Erectile dysfunction in heart failure rats is associated with increased neurogenic contractions in cavernous tissue and internal pudendal artery

Texto completo
Autor(es):
Rodrigues, Fernanda Luciano [1] ; Lopes, Rheure Alves M. [1] ; Fais, Rafael Sobrano [1] ; de Oliveira, Lucas [1] ; Prado, Cibele M. [2] ; Tostes, Rita C. [1] ; Carneiro, Fernando S. [1]
Número total de Autores: 7
Afiliação do(s) autor(es):
[1] Univ Sao Paulo, Dept Pharmacol, Ribeirao Preto Med Sch, Ave Bandeirantes 3900, BR-14049900 Ribeirao Preto, SP - Brazil
[2] Univ Sao Paulo, Dept Pathol & Legal Med, Ribeirao Preto Med Sch, BR-14049900 Ribeirao Preto, SP - Brazil
Número total de Afiliações: 2
Tipo de documento: Artigo Científico
Fonte: Life Sciences; v. 145, p. 9-18, JAN 15 2016.
Citações Web of Science: 3
Resumo

Aims: The rates of erectile dysfunction (ED) in heart failure (HF) are extremely high. This study tested the hypothesis that rats with HF display ED and that HF leads to increased sympathetic-mediated contractile tone of the cavernous tissue and/or internal pudendal arteries (IPA) as potential mechanisms contributing to ED. Main methods: HF was induced in Wistar rats by ligation of the left anterior descending coronary artery. Changes in the ratio of intracavernosal pressure/mean arterial pressure (ICP/MAP) after electrical stimulation of major pelvic ganglion were determined in vivo. Cavernosal and IPA contractions were induced by electric field stimulation (EFS) and phenylephrine. RhoA, Rho kinase 2 (ROCK 2) and myosin phosphatase target protein 1 (MYPT-1) protein expression and phosphorylation levels were also determined. Key findings: HF rats display impaired erectile function represented by decreased ICP/MAP responses. EFS-mediated contractions were increased by HF in cavernous tissue and IPA. Contractions induced by phenylephrine were increased in cavernous tissue of HF rats, but decreased in IPA rings.
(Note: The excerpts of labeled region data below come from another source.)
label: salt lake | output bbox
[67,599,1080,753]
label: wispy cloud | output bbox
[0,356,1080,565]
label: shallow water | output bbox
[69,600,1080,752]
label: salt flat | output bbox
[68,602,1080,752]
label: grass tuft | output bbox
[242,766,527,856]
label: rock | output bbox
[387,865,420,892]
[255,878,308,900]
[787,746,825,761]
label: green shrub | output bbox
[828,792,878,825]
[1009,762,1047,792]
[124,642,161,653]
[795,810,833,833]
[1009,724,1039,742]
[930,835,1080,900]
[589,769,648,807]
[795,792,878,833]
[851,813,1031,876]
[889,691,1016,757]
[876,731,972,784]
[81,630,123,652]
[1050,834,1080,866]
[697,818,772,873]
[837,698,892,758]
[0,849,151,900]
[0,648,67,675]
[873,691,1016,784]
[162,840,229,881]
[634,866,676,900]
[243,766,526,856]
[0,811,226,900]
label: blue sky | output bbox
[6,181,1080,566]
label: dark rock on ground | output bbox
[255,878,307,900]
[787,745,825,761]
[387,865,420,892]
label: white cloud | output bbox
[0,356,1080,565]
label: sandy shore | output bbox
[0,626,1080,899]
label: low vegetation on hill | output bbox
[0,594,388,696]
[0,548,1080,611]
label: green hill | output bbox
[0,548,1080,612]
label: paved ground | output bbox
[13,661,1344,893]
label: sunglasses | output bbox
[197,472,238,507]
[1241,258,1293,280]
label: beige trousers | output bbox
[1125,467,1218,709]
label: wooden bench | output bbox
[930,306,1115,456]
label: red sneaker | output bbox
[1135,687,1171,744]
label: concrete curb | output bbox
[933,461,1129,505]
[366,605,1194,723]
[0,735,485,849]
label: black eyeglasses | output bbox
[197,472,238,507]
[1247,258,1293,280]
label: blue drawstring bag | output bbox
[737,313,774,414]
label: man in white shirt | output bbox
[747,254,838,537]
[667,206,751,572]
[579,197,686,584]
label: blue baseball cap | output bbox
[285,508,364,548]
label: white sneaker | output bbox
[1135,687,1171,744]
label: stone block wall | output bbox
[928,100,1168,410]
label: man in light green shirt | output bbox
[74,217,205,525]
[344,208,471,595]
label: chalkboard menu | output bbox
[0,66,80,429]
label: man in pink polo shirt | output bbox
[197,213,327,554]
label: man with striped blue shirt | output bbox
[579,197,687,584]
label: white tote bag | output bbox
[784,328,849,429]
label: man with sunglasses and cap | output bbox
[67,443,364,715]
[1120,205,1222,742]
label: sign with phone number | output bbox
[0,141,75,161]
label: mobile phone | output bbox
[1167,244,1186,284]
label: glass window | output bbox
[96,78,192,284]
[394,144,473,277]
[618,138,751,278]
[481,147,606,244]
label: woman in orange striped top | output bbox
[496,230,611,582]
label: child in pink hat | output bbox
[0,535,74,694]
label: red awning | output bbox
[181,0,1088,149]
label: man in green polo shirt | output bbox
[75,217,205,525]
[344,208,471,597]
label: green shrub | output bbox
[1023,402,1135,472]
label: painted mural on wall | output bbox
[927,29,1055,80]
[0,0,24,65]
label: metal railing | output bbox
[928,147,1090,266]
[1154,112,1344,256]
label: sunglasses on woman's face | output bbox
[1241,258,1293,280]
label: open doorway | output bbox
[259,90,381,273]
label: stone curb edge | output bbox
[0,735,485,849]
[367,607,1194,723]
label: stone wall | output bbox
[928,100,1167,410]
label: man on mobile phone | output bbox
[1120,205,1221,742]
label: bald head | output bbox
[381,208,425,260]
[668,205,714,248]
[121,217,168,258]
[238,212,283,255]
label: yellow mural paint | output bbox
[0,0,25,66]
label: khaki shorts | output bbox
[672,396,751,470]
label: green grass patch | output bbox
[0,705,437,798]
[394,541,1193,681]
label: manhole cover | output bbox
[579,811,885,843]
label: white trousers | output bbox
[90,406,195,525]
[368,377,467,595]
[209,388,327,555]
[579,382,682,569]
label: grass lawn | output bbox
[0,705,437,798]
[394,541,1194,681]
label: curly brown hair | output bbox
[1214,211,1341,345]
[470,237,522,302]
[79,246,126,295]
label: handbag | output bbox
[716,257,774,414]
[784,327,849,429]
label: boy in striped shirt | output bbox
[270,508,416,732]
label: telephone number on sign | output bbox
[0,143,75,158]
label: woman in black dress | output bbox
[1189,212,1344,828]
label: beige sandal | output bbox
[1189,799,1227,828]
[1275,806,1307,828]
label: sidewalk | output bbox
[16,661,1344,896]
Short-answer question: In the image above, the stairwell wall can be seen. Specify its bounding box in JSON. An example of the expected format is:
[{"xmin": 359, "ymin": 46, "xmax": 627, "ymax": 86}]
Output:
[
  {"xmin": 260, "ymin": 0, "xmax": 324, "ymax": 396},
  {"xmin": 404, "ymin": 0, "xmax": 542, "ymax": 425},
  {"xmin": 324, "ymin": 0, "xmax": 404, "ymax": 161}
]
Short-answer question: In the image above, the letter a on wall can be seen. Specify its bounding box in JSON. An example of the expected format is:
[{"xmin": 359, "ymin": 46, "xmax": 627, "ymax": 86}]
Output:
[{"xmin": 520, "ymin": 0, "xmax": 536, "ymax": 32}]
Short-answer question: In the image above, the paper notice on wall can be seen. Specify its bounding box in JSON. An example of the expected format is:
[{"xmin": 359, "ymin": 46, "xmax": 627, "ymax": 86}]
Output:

Moreover, HF decreased RhoA protein expression, but increased ROCK 2 and MYPT-1 phosphorylation levels in cavernous tissue. In conclusion, rats with HF induced by myocardial infarction display ED in vivo and increased sympathetic-mediated contractile responses in cavernous tissue and IPA. Increased sympathetic-mediated contractile responses were associated with increased ROCK 2 and MYPT-1 phosphorylation in cavernosal tissue, suggesting the involvement of ROCK signaling pathway in ED genesis. Significance: Our findings suggest new mechanisms linking HF to ED, providing potential therapeutic targets for treating ED associated to HF. (C) 2015 Elsevier Inc. All rights reserved. (AU)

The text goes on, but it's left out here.